With Sunrise Session, 22-year-old founder Benjamin Stern has a plan to rid plastics from our bathrooms

Benjamin Stern has been puzzling over the problem of plastic waste since he was 14 years old.

Sunrise Session was launched by Nohbo in August 2021. (Photo: Thingtesting)

FOUNDER INTERVIEW

Benjamin Stern is an overachiever. At 16-years-old, he found himself pitching a line of plastic-free shampoo balls on NBC’s Shark Tank under the name Nohbo — wrapping filming with $100,000 in his pocket and Mark Cuban as his newest mentor.

By 2020, he had raised another $3 million in funding and opened up a 10,000 square-foot production and research facility in Florida. And this year, he launched his first consumer-facing brand — Sunrise Session — to showcase the technology he has been perfecting over the past seven years.

In the midst of all this activity, he also found time to train as a private pilot, work a cashier job at grocery store Wegmans, and get his high school diploma.

Creating a replacement for shampoo bottles

Stern’s big plan to get plastic bottles out of our bathrooms — he says Americans use enough shampoo bottles to fill 1,200 football stadiums every year — has come a long way since he started working on the business in 2014.

The product he pitched on Shark Tank was a solid shampoo ball “almost like a Lush bath bomb,” but after receiving his first investment check, he and a chemist got to work developing a biodegradable film that could hold a single serving of shampoo or body wash, and dissolve in the shower.

It’s not too dissimilar to a Tide pod, “although we had to rethink how these films are made, focusing on how fast they dissolve,” Stern says.

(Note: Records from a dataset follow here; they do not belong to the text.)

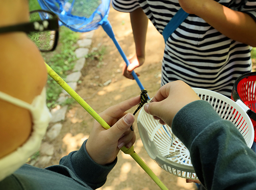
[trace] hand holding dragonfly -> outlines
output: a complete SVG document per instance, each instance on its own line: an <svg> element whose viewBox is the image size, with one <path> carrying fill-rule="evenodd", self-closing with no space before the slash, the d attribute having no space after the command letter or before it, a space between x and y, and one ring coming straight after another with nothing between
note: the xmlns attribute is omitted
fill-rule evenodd
<svg viewBox="0 0 256 190"><path fill-rule="evenodd" d="M146 104L145 111L159 120L162 125L172 126L176 114L187 104L200 100L194 91L185 82L177 80L162 86L152 99Z"/></svg>

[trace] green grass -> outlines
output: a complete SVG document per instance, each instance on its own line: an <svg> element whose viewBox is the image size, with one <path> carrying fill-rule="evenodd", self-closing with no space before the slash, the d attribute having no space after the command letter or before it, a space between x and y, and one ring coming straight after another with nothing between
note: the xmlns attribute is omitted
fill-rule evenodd
<svg viewBox="0 0 256 190"><path fill-rule="evenodd" d="M29 5L30 11L42 9L37 0L29 0ZM38 47L45 44L41 41L42 40L40 40L39 33L33 34L30 37ZM64 26L62 26L60 28L59 40L56 50L54 52L41 54L45 62L63 79L65 79L67 75L70 72L77 59L74 51L79 37L79 33ZM44 39L47 38L45 35L43 38ZM62 88L48 76L46 85L46 101L48 108L54 107L56 106L56 100L62 90ZM72 104L71 101L67 100L62 104Z"/></svg>
<svg viewBox="0 0 256 190"><path fill-rule="evenodd" d="M97 65L97 68L100 68L103 65L102 60L103 56L106 53L106 48L105 46L102 46L100 49L97 51L92 52L88 54L85 56L86 58L90 58L91 60L96 60L99 61Z"/></svg>
<svg viewBox="0 0 256 190"><path fill-rule="evenodd" d="M64 27L60 27L58 46L51 53L42 53L46 63L62 78L65 79L73 69L77 58L74 53L79 33ZM46 100L49 108L56 105L62 88L50 76L47 81Z"/></svg>
<svg viewBox="0 0 256 190"><path fill-rule="evenodd" d="M37 0L28 0L29 11L42 9Z"/></svg>

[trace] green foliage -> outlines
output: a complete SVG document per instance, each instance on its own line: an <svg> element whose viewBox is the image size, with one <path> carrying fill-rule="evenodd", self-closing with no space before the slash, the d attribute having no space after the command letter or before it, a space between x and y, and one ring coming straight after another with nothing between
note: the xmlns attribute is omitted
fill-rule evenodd
<svg viewBox="0 0 256 190"><path fill-rule="evenodd" d="M97 68L100 68L103 64L102 60L103 59L103 56L106 53L106 47L102 46L100 50L93 51L87 54L85 56L85 58L90 58L91 60L94 60L98 61L99 62L97 64L96 66Z"/></svg>
<svg viewBox="0 0 256 190"><path fill-rule="evenodd" d="M57 49L50 53L42 53L46 62L63 79L73 69L77 60L74 51L79 37L79 34L62 26ZM49 108L54 107L62 88L50 77L47 87L47 106Z"/></svg>
<svg viewBox="0 0 256 190"><path fill-rule="evenodd" d="M28 0L29 11L42 9L37 0Z"/></svg>
<svg viewBox="0 0 256 190"><path fill-rule="evenodd" d="M251 52L252 58L253 59L256 59L256 48L253 48Z"/></svg>

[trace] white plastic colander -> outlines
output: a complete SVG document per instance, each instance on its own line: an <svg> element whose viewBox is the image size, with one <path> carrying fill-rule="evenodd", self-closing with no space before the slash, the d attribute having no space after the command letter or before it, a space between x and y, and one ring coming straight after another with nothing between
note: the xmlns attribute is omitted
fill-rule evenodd
<svg viewBox="0 0 256 190"><path fill-rule="evenodd" d="M250 118L242 108L233 100L218 92L202 88L192 89L201 100L210 103L220 117L230 121L236 126L250 148L253 142L254 130ZM178 138L174 136L169 126L162 125L158 120L147 114L144 108L140 112L137 124L146 151L159 166L175 176L186 179L197 179L190 161L189 151ZM170 158L164 157L170 154Z"/></svg>

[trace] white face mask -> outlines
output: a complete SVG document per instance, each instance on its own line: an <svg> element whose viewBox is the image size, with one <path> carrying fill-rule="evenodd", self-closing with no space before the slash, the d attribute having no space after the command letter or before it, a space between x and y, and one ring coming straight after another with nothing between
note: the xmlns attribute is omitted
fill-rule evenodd
<svg viewBox="0 0 256 190"><path fill-rule="evenodd" d="M18 170L39 149L51 117L46 105L46 92L44 88L31 104L0 92L0 99L29 110L33 124L28 140L15 151L0 159L0 181Z"/></svg>

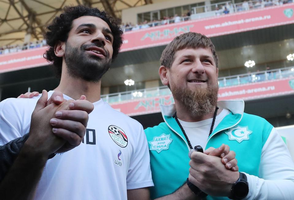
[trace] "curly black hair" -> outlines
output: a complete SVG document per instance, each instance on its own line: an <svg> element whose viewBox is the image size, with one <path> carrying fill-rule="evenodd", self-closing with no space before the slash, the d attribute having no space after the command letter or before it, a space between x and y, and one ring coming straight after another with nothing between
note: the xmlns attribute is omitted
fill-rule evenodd
<svg viewBox="0 0 294 200"><path fill-rule="evenodd" d="M49 48L44 55L47 60L52 62L55 67L58 77L61 74L62 58L58 57L54 53L54 47L59 41L66 42L68 33L72 28L72 21L82 16L94 16L98 17L107 23L113 36L112 44L113 60L117 56L123 43L123 31L117 21L105 11L98 9L89 8L82 6L66 6L63 8L64 12L59 17L56 17L52 22L47 27L44 38Z"/></svg>

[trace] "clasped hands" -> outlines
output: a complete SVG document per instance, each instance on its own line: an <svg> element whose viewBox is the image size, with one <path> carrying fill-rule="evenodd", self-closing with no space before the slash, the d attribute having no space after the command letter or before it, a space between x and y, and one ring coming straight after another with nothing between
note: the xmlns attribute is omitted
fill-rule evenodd
<svg viewBox="0 0 294 200"><path fill-rule="evenodd" d="M235 152L223 144L204 153L191 154L189 180L209 195L229 196L232 184L239 176Z"/></svg>
<svg viewBox="0 0 294 200"><path fill-rule="evenodd" d="M78 100L67 101L61 92L55 91L48 99L47 91L43 90L32 115L26 143L45 156L74 148L84 138L88 114L94 109L84 95Z"/></svg>

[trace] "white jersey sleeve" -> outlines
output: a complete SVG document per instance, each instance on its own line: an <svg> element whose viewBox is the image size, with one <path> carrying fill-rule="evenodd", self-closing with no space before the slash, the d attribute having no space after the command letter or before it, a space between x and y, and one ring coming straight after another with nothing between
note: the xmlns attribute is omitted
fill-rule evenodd
<svg viewBox="0 0 294 200"><path fill-rule="evenodd" d="M294 199L294 163L274 128L262 148L259 167L260 178L244 173L249 187L244 199Z"/></svg>
<svg viewBox="0 0 294 200"><path fill-rule="evenodd" d="M11 99L0 102L0 145L3 145L27 133L22 133L21 112L13 106Z"/></svg>
<svg viewBox="0 0 294 200"><path fill-rule="evenodd" d="M150 157L147 139L140 126L136 148L132 153L127 176L127 189L154 186L151 176Z"/></svg>

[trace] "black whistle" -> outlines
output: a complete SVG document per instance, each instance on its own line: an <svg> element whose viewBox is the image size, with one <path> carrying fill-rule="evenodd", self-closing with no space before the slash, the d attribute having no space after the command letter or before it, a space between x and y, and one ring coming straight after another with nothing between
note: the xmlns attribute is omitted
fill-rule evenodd
<svg viewBox="0 0 294 200"><path fill-rule="evenodd" d="M194 150L197 152L203 152L203 149L201 146L197 145L194 147Z"/></svg>

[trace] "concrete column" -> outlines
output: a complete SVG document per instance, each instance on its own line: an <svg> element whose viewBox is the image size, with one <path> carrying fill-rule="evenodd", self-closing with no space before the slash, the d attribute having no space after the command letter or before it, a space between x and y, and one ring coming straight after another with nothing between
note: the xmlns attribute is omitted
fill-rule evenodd
<svg viewBox="0 0 294 200"><path fill-rule="evenodd" d="M149 81L145 82L145 88L151 88L159 87L159 81L156 80L153 81Z"/></svg>

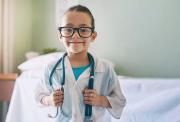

While a Tide pod would take five minutes to dissolve if you took it into the shower (and leave behind a sticky gloop in your hand), Nohbo’s water-soluble film takes just a few seconds to melt away to nothing.

To manufacture the pods, Stern says a machine sucks the film into a cavity that’s the shape of a teardrop, before being filled with water-free formula. A water solution is then applied to melt the pod’s film just enough so that it glues together.

Getting people to ditch plastic

Stern’s solution is no doubt innovative — but now the big challenge is getting people to start actually taking these single pearl drops of shampoo and body wash into the shower with them.

Hotels were Stern’s first focus. Nohbo had struck a deal with a distributor in Europe to supply 76 million units. Nohbo even developed a second product — “soap slips,” which are squares of water-soluble film embedded with coconut hand wash — that could replace the bars of soap normally found in hotel bathrooms.

But then the pandemic hit, bringing the hospitality industry to a standstill.

Like so many businesses, Nohbo decided to pivot to selling directly to consumers. Stern instructed an agency, Bartlett Brands, to help him come up with a direct-to-consumer brand that he could sell his products under. “At first, we didn’t really have a clear idea of who we were targeting, or our product-market fit,” he says. “Bartlett really helped to clarify that and strategize the best approach.”

Fifteen months later, in August 2021, plastic-free personal care brand Sunrise Session hit the market.

Showcasing Sunrise Session

Pivoting to this new audience has required a bit of problem solving.

Stern says that when people buy online, they tend to do their research. “So there is that benefit over hotels, where the product is just placed in front of [people] without clear instructions,” he says. But people still aren’t quite used to handling delicate water-soluble products, and Stern says Sunrise Session still has to work on getting the message across that the pods and slips need to be stored in a dry place. “Because if you bring the whole paper tube into the shower, the products are going to melt,” he says.

Stern views overcoming these challenges as a necessary stepping stone to getting Nohbo to the scale he really wants to achieve. Sunrise Session can, in this sense, be considered a showcase brand which demonstrates to the world just what Nohbo’s tech can do.

If it’s successful in getting people to make a behavioral shift, it could encourage bigger brands to experiment with the pod format. Stern points to the commitments large consumer goods companies are making to cut plastic — such as P&G’s pledge to slash virgin plastics by 50% — as a further proof point.

“My vision is to work with all the consumer packaged goods (CPG) companies out there to do this same thing,” Stern says. “We want to partner with companies that share that same mission and drive.”

“Ultimately, our goal is probably to sell [the business] to a CPG,” he adds. “But only if we can stick to the ethos this company was founded on, similarly to how Ben & Jerry’s sold to Unilever and has its own ethos governing board.”